Even from the comfort of their offices in Washington, D.C., though, FCC commissioners could address Asad’s proposal to require him and other carriers to open up their services to the poor during disasters. So far, he has not received any response.
“We went to the FCC and said, there has has to be a mechanism to trigger carriers like us to do the right thing,” Asad says. “The right thing is to open up the lines, to let people be able to talk and text and reach first responders without setting any kind of cap or limitations on them.”
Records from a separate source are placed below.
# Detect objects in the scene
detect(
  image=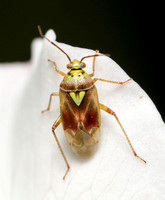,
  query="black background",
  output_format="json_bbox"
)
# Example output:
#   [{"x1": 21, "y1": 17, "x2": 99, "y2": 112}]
[{"x1": 0, "y1": 0, "x2": 165, "y2": 119}]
Lifeline has a history with storms. The program is paid for through the Universal Service Fund, a subsidy launched in 1934 to make telecommunications possible nationwide. (Check your phone bill: the Universal Service Fund is on there.) Lifeline first launched in 1986; these government phones were restricted to landlines until 2008, when the program expanded to include cell phones. (These are the “Obama Phones” that welfare critics sneer at.) The expansion was a reform: Landlines were no use in flooded, submerged households in New Orleans during Hurricane Katrina.
Q-Link serves about 120,000 customers in Puerto Rico, but there are 300,000 total Lifeline users on the island—meaning that a lot more struggling households could use some extra minutes when they get service. TracFone and Assurance, the other big players in the government phone market, may well step up. Nothing’s stopping them—but nobody’s pushing any of them, either.
“We feel that the FCC should put a disaster-recovery plan in that enables us to help consumers,” Asad says. “Because right now one doesn’t exist.”